CD5-like antigen molecule (CD5L) is a protein expressed and secreted by macrophages, belonging to the scavenger receptor cysteine-rich superfamily (SRCR), also known as Spα or macrophage apoptosis inhibitor (AIM). CD5L has diverse functions. It can be used as a pattern recognition receptor to recognize a variety of pathogens and endogenous harmful substances, and can also inhibit apoptosis of thymocytes, T cells and other cells. In addition, CD5L is also involved in the pathological process of diseases such as obesity and atherosclerosis. Injection of recombinant CD5L protein can significantly reduce the mortality of septic mice, suggesting that CD5L may become a potential biological therapy for the treatment of sepsis.

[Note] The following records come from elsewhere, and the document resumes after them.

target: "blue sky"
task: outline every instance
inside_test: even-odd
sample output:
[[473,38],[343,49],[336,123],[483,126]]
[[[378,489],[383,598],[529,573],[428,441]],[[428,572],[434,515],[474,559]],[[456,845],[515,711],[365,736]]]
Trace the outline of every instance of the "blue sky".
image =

These studies show that CD5L plays an important role in immune homeostasis and disease development and treatment. In previous studies, researchers first found another protein in human serum IgM in addition to the J chain, which was later identified as CD5L.

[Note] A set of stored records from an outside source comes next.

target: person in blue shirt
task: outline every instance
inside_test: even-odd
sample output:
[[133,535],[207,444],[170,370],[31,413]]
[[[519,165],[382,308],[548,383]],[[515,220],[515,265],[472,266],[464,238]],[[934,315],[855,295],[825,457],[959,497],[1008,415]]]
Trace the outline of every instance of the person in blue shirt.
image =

Structural Study of IgM and Pathogen Proteins

IgM plays a vital role in the body’s resistance to infection and can promote the clearance of pathogens by efficiently activating the complement pathway. However, pathogens have evolved strategies to counter the immune function of IgM in the arms race of co-evolution with humans. Plasmodium falci parum infection causes the most severe malaria in humans. It can express a series of virulence proteins containing Duffy binding-like domains (DBL domains), such as VAR2CSA, TM284VAR1, DBLMSP and DBLMSP2. Early studies revealed that these virulence proteins may promote immune escape by recruiting IgM molecules. A study reported the cryo-electron microscopy structure of the complex of the above four virulence proteins and the IgM core region, revealing that there are many different interaction modes between Plasmodium falciparum proteins and IgM. Although the binding modes of these Plasmodium falciparum proteins and IgM are different, their binding sites on IgM are all located in the Cμ4 region, and the J chain is not involved in this interaction, suggesting that the IgM hexamer may also become a target of Plasmodium falciparum proteins. Another study found that VAR2CSA can bind to the IgM pentamer at a stoichiometric ratio of 2:1, with two VAR2CSA molecules binding to both sides of the IgM plane, and it is speculated that the Cμ1-Cμ2 region of IgM presents a bent conformation compared to the IgM plane, and is arranged alternately up and down around the two VAR2CSA molecules, thereby hindering the binding of VAR2CSA to chondroitin sulfate. Given that the VAR2CSA protein is expressed on the surface of infected red blood cells, if IgM can interact with VAR2CSA molecules from different red blood cell surfaces at the same time, It may bridge adjacent red blood cells, causing the rosetting phenomenon between red blood cells. This aggregation may interfere with the immune system’s recognition and clearance of infected red blood cells, thereby further providing a mechanism for malarial parasites to escape immunity.